Mitigation efforts on the actual day included requiring Neil Armstrong and Buzz Aldrin — the two Apollo 11 astronauts who walked on the moon — to brush off as much moon dust from their spacesuits as possible and requiring the navy divers retrieving their space capsule to wear biological isolation garments, and bring extras for the astronauts.

Even once the launch was over, the quarantine period — astronauts had to spend three weeks in the LRL — was far from uneventful.

In this July 24, 1969, file photo, after an eight-day mission on the moon, the Apollo 11 command module lands in the Pacific Ocean and is about to be safely recovered by a U.S. navy helicopter. (AP Photo, File)

The film magazines used to take footage on the moon were meant to be quickly decontaminated at LRL, so that the public could see the footage as quickly as possible.

While attempting to clean the film, a technician found a note from Aldrin, which said he had dropped one of the magazines on the lunar surface.
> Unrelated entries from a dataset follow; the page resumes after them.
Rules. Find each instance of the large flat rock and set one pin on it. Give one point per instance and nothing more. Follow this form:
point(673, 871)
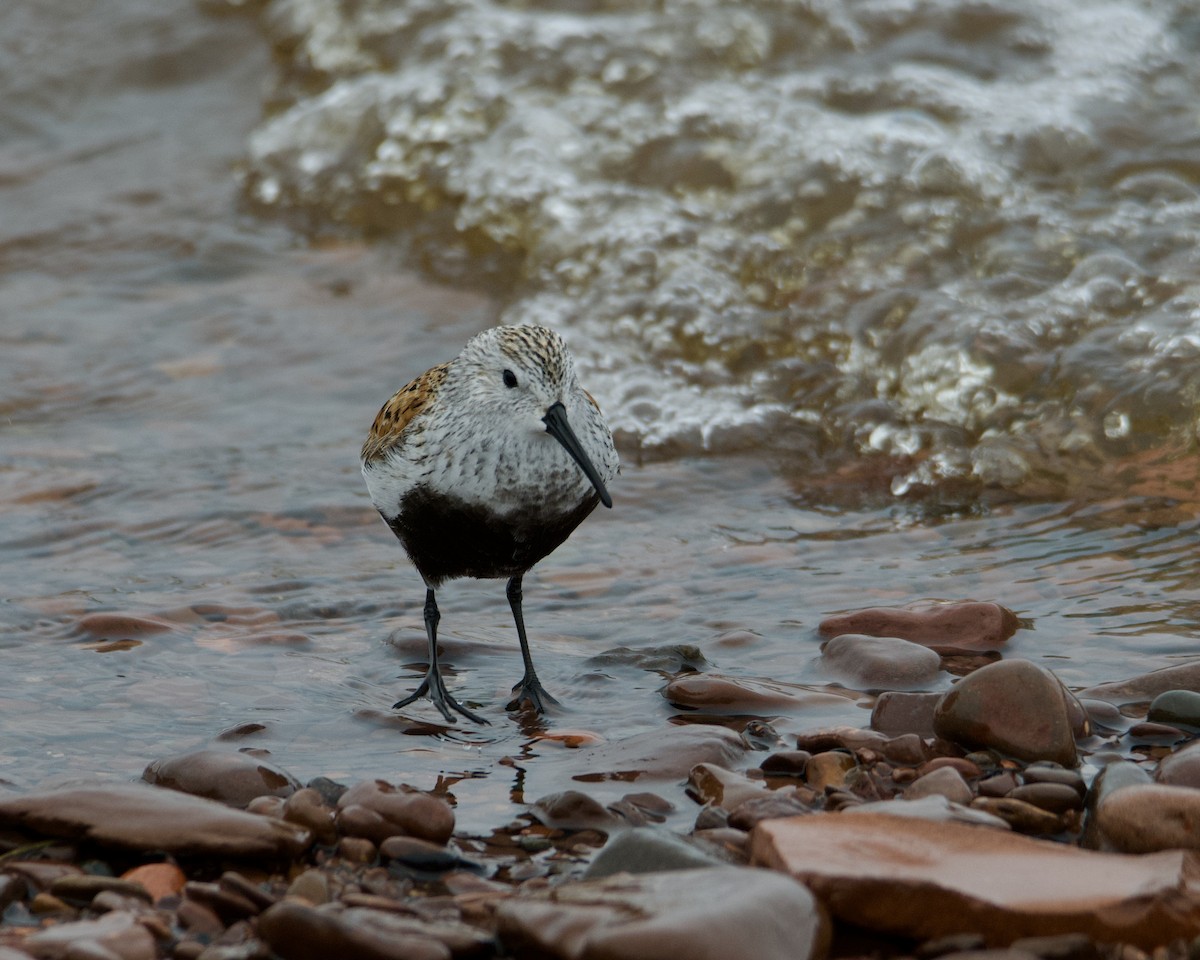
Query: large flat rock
point(925, 880)
point(133, 816)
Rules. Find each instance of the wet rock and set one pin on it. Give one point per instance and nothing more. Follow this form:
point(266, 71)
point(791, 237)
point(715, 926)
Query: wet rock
point(664, 754)
point(420, 859)
point(311, 886)
point(841, 738)
point(777, 803)
point(1014, 707)
point(309, 809)
point(1053, 773)
point(573, 810)
point(934, 808)
point(120, 627)
point(114, 936)
point(159, 880)
point(961, 627)
point(1176, 707)
point(295, 931)
point(648, 850)
point(897, 713)
point(870, 663)
point(1181, 768)
point(786, 763)
point(828, 769)
point(228, 777)
point(713, 694)
point(79, 889)
point(714, 785)
point(717, 913)
point(928, 880)
point(1116, 775)
point(1147, 685)
point(131, 816)
point(376, 810)
point(1056, 798)
point(1021, 816)
point(945, 781)
point(1147, 819)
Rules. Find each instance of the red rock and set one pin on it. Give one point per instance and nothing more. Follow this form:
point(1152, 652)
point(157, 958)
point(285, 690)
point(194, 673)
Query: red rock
point(959, 627)
point(159, 880)
point(929, 880)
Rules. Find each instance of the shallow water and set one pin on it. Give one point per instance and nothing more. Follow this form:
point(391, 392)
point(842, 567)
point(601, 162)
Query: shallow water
point(184, 387)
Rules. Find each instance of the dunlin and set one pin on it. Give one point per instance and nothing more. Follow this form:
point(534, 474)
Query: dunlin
point(481, 467)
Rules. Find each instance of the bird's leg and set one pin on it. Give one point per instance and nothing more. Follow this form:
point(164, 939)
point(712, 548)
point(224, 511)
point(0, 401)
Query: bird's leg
point(432, 685)
point(531, 687)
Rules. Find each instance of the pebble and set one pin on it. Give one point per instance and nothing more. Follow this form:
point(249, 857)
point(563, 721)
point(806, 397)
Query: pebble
point(1181, 768)
point(925, 880)
point(648, 850)
point(714, 694)
point(311, 886)
point(897, 713)
point(376, 810)
point(933, 808)
point(295, 931)
point(309, 809)
point(132, 816)
point(786, 763)
point(709, 784)
point(959, 627)
point(778, 803)
point(1150, 817)
point(120, 627)
point(873, 663)
point(229, 777)
point(573, 810)
point(1057, 798)
point(1021, 815)
point(946, 781)
point(828, 769)
point(666, 754)
point(1147, 685)
point(114, 936)
point(713, 913)
point(1014, 707)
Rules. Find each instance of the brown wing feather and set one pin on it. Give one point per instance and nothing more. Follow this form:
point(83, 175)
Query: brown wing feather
point(388, 429)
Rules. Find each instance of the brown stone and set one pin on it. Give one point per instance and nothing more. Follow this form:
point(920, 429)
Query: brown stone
point(117, 935)
point(226, 775)
point(960, 627)
point(376, 810)
point(297, 931)
point(715, 913)
point(159, 880)
point(1014, 707)
point(895, 713)
point(132, 816)
point(928, 880)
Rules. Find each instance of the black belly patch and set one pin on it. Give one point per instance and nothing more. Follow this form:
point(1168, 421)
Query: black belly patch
point(448, 538)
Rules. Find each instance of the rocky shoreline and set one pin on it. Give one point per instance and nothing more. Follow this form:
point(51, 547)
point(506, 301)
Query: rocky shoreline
point(1006, 816)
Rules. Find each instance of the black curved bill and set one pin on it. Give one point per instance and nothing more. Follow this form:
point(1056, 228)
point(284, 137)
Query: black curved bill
point(559, 427)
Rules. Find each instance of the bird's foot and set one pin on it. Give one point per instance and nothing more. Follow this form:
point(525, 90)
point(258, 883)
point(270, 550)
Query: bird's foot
point(532, 691)
point(433, 688)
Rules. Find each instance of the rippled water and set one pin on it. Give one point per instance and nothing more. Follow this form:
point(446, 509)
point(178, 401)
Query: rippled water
point(859, 250)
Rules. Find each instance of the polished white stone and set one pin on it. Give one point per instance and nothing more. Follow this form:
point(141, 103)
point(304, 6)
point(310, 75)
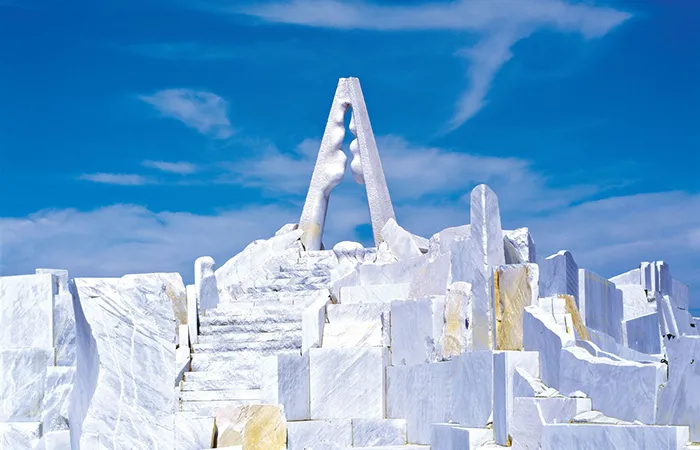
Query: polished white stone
point(193, 432)
point(519, 247)
point(559, 275)
point(400, 241)
point(20, 435)
point(377, 432)
point(623, 389)
point(459, 390)
point(330, 166)
point(285, 381)
point(679, 402)
point(205, 283)
point(126, 332)
point(22, 382)
point(416, 328)
point(543, 334)
point(378, 293)
point(319, 434)
point(348, 383)
point(57, 387)
point(504, 366)
point(600, 304)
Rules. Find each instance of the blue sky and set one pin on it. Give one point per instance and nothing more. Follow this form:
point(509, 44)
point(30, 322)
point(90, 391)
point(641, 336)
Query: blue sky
point(136, 136)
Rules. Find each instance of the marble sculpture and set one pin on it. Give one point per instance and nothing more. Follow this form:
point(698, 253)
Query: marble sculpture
point(465, 340)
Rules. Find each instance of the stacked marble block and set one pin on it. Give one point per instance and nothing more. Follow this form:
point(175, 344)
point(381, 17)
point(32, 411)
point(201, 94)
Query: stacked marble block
point(37, 350)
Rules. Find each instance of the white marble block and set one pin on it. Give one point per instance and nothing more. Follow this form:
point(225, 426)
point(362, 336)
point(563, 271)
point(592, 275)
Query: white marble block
point(642, 333)
point(22, 383)
point(459, 390)
point(205, 283)
point(504, 365)
point(467, 265)
point(348, 383)
point(519, 246)
point(285, 381)
point(193, 433)
point(541, 333)
point(192, 314)
point(378, 293)
point(126, 333)
point(530, 415)
point(443, 241)
point(56, 440)
point(486, 224)
point(63, 318)
point(416, 327)
point(57, 387)
point(20, 435)
point(357, 325)
point(559, 275)
point(376, 432)
point(313, 321)
point(679, 402)
point(561, 436)
point(400, 241)
point(27, 311)
point(623, 389)
point(450, 436)
point(431, 278)
point(635, 302)
point(456, 337)
point(680, 294)
point(600, 304)
point(319, 434)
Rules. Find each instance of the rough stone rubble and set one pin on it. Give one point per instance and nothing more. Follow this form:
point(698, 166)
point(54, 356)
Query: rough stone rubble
point(466, 340)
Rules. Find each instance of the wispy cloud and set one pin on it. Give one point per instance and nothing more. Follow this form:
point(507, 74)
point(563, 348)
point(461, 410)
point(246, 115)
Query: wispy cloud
point(609, 236)
point(498, 25)
point(180, 51)
point(181, 168)
point(122, 179)
point(204, 111)
point(442, 172)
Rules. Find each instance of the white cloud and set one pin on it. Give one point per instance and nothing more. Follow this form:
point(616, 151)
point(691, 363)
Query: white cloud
point(121, 179)
point(608, 236)
point(441, 173)
point(204, 111)
point(187, 51)
point(181, 168)
point(499, 24)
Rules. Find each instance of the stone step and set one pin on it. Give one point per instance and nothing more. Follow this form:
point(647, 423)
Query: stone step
point(279, 296)
point(208, 408)
point(287, 288)
point(233, 316)
point(255, 335)
point(211, 333)
point(236, 347)
point(220, 395)
point(229, 361)
point(393, 447)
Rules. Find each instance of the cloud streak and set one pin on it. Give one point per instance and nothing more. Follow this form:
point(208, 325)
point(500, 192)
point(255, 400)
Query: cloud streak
point(497, 24)
point(204, 111)
point(181, 168)
point(120, 179)
point(609, 236)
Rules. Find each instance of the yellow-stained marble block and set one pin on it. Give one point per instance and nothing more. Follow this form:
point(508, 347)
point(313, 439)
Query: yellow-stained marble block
point(514, 288)
point(254, 427)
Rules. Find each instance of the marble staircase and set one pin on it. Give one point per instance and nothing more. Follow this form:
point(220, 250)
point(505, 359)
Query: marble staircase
point(263, 320)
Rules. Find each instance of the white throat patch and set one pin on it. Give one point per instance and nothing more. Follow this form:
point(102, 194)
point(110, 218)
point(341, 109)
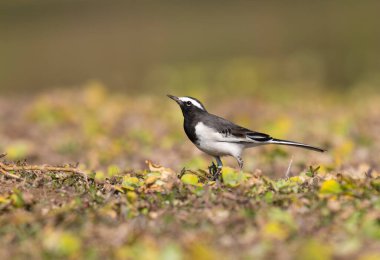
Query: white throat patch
point(193, 101)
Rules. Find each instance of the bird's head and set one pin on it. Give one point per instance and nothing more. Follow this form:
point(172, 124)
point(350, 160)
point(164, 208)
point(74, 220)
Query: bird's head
point(188, 104)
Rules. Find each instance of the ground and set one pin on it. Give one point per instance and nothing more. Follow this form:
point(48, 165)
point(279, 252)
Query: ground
point(82, 178)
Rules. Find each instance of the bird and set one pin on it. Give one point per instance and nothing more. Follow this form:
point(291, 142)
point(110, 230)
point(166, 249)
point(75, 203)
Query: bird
point(219, 137)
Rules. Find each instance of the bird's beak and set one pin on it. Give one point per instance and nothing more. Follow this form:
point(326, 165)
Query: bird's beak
point(176, 99)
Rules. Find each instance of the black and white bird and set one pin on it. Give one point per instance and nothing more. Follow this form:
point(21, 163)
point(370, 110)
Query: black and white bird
point(219, 137)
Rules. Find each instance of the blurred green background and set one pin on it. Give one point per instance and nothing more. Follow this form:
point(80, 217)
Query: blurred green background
point(168, 46)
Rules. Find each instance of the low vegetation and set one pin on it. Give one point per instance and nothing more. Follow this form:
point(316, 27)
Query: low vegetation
point(110, 199)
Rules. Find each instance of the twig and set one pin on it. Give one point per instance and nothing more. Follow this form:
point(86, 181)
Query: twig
point(288, 170)
point(7, 168)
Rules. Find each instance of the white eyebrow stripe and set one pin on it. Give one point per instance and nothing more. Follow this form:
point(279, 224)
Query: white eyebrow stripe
point(194, 102)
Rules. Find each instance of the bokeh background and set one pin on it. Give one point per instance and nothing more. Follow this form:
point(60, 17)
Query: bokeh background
point(149, 46)
point(85, 81)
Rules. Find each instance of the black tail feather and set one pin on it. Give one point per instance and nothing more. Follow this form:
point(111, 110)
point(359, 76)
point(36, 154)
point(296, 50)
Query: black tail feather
point(291, 143)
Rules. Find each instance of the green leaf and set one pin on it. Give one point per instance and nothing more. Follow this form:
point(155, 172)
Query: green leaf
point(130, 183)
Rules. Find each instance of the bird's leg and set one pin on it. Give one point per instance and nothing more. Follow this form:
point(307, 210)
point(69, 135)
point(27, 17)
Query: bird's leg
point(240, 162)
point(219, 168)
point(212, 169)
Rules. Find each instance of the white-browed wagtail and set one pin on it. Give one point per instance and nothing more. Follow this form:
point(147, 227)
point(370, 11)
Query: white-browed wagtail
point(218, 137)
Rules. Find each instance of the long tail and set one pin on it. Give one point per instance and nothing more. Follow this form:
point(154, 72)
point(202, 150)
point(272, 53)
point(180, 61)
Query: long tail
point(290, 143)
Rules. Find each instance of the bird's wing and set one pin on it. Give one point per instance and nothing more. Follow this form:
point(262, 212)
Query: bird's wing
point(231, 132)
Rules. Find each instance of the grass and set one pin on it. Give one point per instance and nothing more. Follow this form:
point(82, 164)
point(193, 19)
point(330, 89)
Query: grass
point(116, 203)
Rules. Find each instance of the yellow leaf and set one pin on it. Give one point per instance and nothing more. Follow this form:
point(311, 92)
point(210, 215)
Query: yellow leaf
point(189, 178)
point(330, 187)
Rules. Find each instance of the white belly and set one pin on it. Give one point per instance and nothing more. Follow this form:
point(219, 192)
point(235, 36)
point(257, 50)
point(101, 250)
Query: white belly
point(214, 143)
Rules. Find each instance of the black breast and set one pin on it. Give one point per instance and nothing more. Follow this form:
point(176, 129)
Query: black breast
point(189, 127)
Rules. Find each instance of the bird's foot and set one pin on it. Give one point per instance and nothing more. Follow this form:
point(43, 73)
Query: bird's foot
point(217, 175)
point(215, 171)
point(212, 169)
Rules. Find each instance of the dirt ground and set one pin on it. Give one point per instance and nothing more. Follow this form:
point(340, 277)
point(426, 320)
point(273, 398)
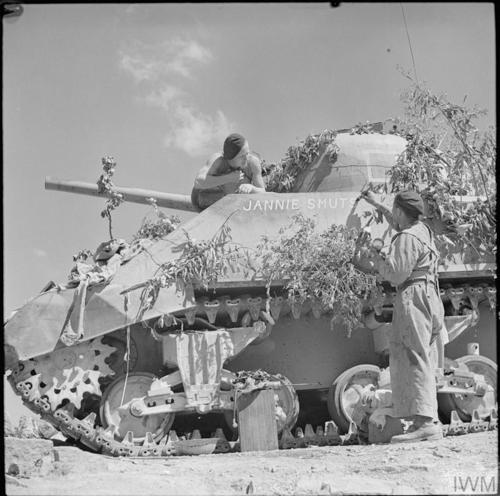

The magazine had moon dust on it, exposing the technician and four other workers. They later joined the astronauts in quarantine.

Obviously, no moon microbes took over the Earth as a result of the first moon landing. But this was because there were no moon microbes to do so, not because of any quarantine efforts from NASA, which Degroot described as too quickly set up to be effective.

"NASA managers feared that any delay would allow Soviet cosmonauts to reach the moon first," Degroot wrote. "Above all, it was this fear that encouraged the development of a flawed quarantine protocol that would have accelerated — rather than delayed — the release of lunar microorganisms on Earth."

LOOKING FORWARD TO MARS

It's no surprise to scientists today that the moon wasn't host to alien microorganisms.

But astronomers and astronauts have their eyes set on Mars next for samples and crewed missions.

Icy caps on the planet and evidence that there was once flowing water on the surface mean there could have been life on the planet in the past, making the chance of finding some sort of bacteria higher.

But instead of trying to solve the problem of back contamination on a tight deadline, NASA and other space agencies have already been working on the question of Mars contamination.

NASA's Office of Planetary Protection, which focuses on protecting both the Earth from space contamination and other planets and celestial bodies from terrestrial contamination, set strict requirements for the construction of the sample tubes used by the Perseverance rover ahead of its launch.

Perseverance is currently collecting samples on the surface of Mars, but the first samples aren't set to arrive back home to Earth until 2033 at the earliest.

NASA's plan is to have a sample retrieval lander launch to Mars in 2028 and take the sample tubes delivered by Perseverance. Once the samples are launched back into space, they won't head back to Earth right away.

First, the Capture, Containment, and Return System (CCRS), a specialized container attached to a spacecraft orbiting Mars, would handle the samples. A dedicated lab would then study the samples on Earth.

NASA and the European Space Agency also announced a joint project in April to convene a Mars Sample Return Program independent review board to review the current plans for returning Mars samples.

The final report assessing the project's status, as well as its chances of success, is expected in late August.